VirtualMicrobes.data_tools package

Submodules

VirtualMicrobes.data_tools.store module

class VirtualMicrobes.data_tools.store.DataCollection(save_dir='', name='dummy', filename=None)[source]

Bases: object

change_save_location(new_save_dir=None, copy_orig=True, current_save_path=None)[source]
get_data_point(index)[source]

Get a data point at index.

Exception catching to handle case where due to code update a loaded form of a DataStore does not yet hold a particular DataCollection. In that case a dummy dict producing empty numpy arrays is returned.

Parameters:index – key to a dict shaped data point
init_file(name=None, labels=[], suffix='.csv')[source]
prune_data_file_to_time(min_tp, max_tp)[source]

prune a data file by dropping lines starting from max_tp.

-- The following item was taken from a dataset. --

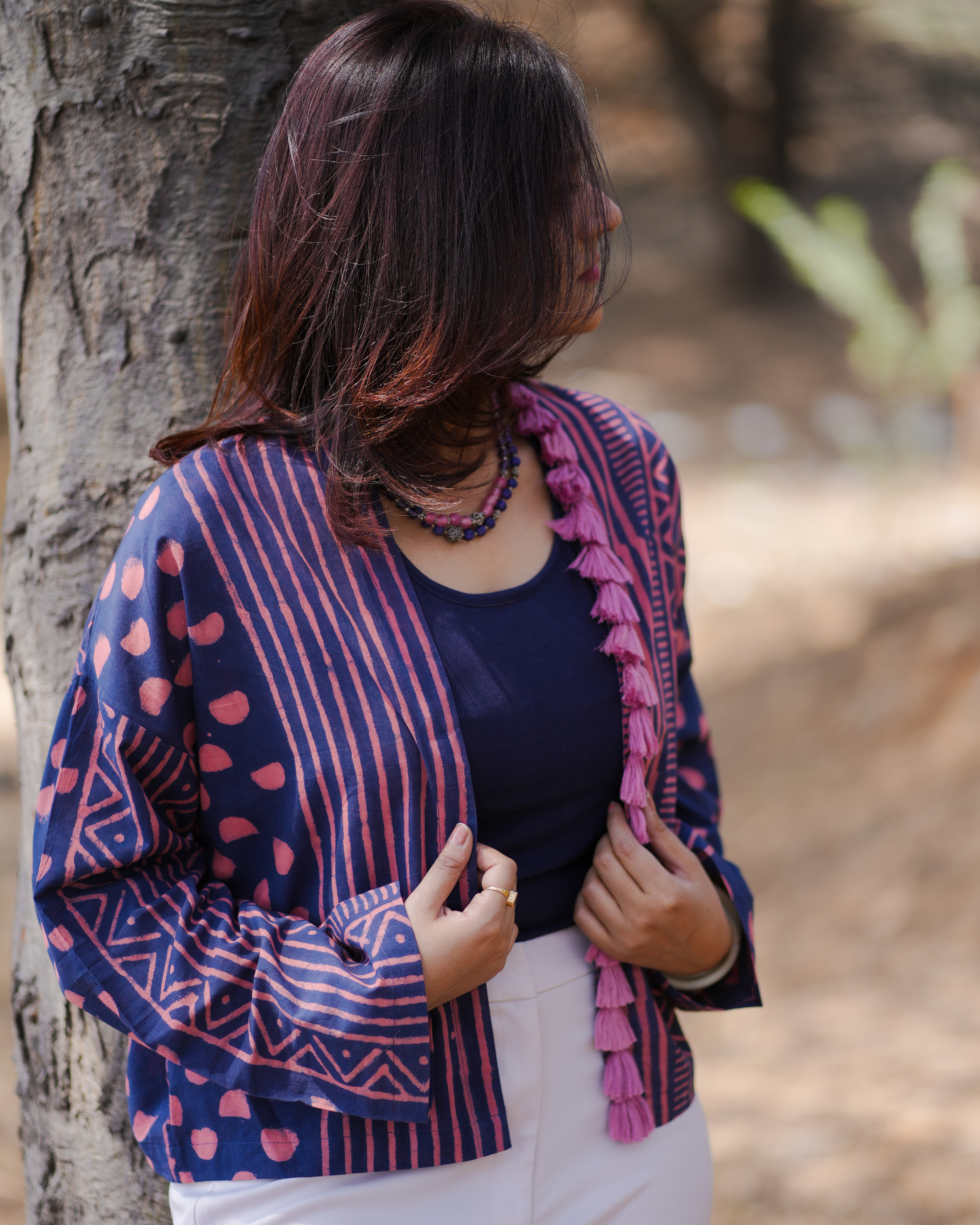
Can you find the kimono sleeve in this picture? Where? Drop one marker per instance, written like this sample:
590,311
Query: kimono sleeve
142,930
698,805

This function assumes that the first line contains column names and subsequent lines are time point data, starting with an comma separated (integer) time point.

Parameters:
  • max_tp – time point before which lines are dropped
  • max_tp – time point after which lines are dropped
update_data_points(index, dat)[source]
write_data()[source]
class VirtualMicrobes.data_tools.store.DataStore(base_save_dir, name, utility_path, n_most_frequent_metabolic_types, n_most_frequent_genomic_counts, species_markers, reactions_dict, small_mols, clean=True, create=True)[source]

Bases: object

Storage object for simulation data

Keep a store of simulation data that can be written to disk and retrieved for online plotting. Typically, the store will only hold the most recent data points before appending the data to relevant on disk storage files.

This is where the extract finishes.